Everyone wants to use generative AI in their company, but only a few have a feel for the necessary value chain to be able to realistically estimate the effort and costs. This article is less about the actual introduction of generative AI – we have already written various articles on this. It is much more about the technical infrastructure in the background – the Generative AI stack.

Definition of generative AI stack

A generative AI stack comprises all the resources and elements required to offer AI solutions to employees and companies.

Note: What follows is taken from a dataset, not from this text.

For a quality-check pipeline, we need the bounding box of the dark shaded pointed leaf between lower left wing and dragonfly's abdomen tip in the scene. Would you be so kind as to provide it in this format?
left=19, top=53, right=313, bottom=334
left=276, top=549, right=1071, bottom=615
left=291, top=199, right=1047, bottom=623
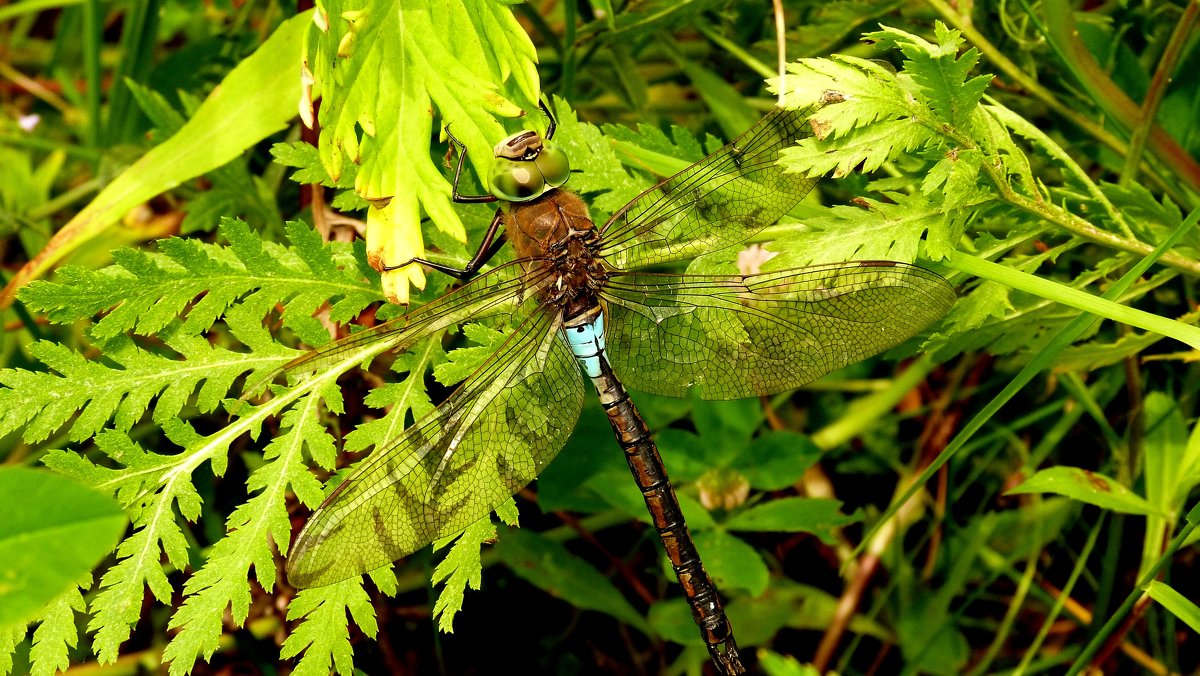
left=496, top=530, right=653, bottom=635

A number of resources are required to use generative AI in the company in a meaningful way. The main resources are as follows:

  • Hardware resources for training and operating the AI models
  • The AI models themselves
  • AI applications that make the AI usable

Of course, this list could be extended to include chips, which are of course part of the hardware resources, training data, which is required to train the AI models, etc. However, this article is intended to help companies that use AI but do not have in-depth knowledge to develop an understanding of the necessary infrastructure.

Hardware resources

Software requires hardware in the form of servers in order to be operated. Everyone has known that this is particularly the case with large language models (LLMs) since NVIDIA’s share price went through the roof.

On the one hand, hardware resources are important for the initial training of AI models. Even if it is not one hundred per cent clear how expensive the training of an AI model is, it is assumed that current LLMs are above the 100 million dollar mark.

On the other hand, the hardware resources are needed to operate the AI models. The most resource-intensive part of this is the vectorisation of the information. This is necessary to make the data ‘readable’ for AI models.

AI models

AI models in themselves are merely a technology. In principle, there are different types of AI models, but as of 2024, the general public primarily understands AI to be applications relating to LLMs. This is why the focus of this article is exclusively on this type of AI.

There are 2 ways to obtain AI models: Open source models are available for free download, while closed source models are operated by the manufacturer and can be used via API calls.

AI applications

AI models are merely a technology and a technology without a use case does not solve any problems. However, in order to be able to use AI models sensibly, specific challenges are required for which AI represents the best solution approach. One type of application for which AI is the best technical solution is an enterprise search, for example. An enterprise search helps employees to quickly and easily access internal knowledge within the company.

Applications therefore form the interface between AI models and users and make the technology ‘usable’.

Integration of AI in the company

For many companies, integrating their own data into an AI model is very important in order to improve their own knowledge management through AI. There are various ways in which AI can be used in a company – for example, integrated AI solutions, AI assistants or in the form of AI agents. These are explained in more detail in this blog article.

One question that comes up again and again is whether information should be hosted in the cloud or on premise. In general, there is already a blog article on this that also looks at the option of a private cloud.

Nevertheless, companies – especially SMEs – that are considering the use of AI should bear in mind that an extremely large amount of hardware resources are required to host AI models themselves. A cloud solution makes it much easier to map these costs – without jeopardising the business case.

Visualisation of the generative AI stack

If you take the previous findings and visualise them, you would end up with a graphic similar to this one:

Generative-AI-Stack

Overview of the generative AI value chain

One type of solution that we have not yet discussed is vertical applications. For example, OpenAI offers a vertical application – on the one hand, the AI model (e.g. GPT 4o) in the background and the application itself with ChatGPT. This enables OpenAI to directly map several steps of the value chain.

Best practices for implementing a generative AI stack

Implementation as an on-premise or private cloud solution is not recommended, especially for medium-sized companies. They often lack the knowledge to support and maintain these sophisticated resources. In times of demographic change, it is not only the shortage of skilled labour that speaks in favour of using a cloud solution, but also the business case.

What the actual implementation looks like depends heavily on the use case and the chosen solution. Nevertheless, we have created an overview of the basics of AI integration in this blog article. Interested parties can also take a look at our checklist for AI implementation and the technical basics of AI implementation.

Conclusion on the Generative AI stack

The Generative AI stack in the company is significantly more resource-intensive than conventional software solutions. The generative AI stack in the company is significantly more resource-intensive than conventional software solutions. The introduction and operation of generative AI requires a well thought-out infrastructure that includes both hardware resources and specialised software. Companies, especially SMEs, should be aware of the significant investment required to train and operate AI models.

Opting for cloud solutions can be the appropriate choice in many cases, as they not only optimise hardware and maintenance costs, but also provide access to sophisticated technology without the need for in-depth in-house expertise.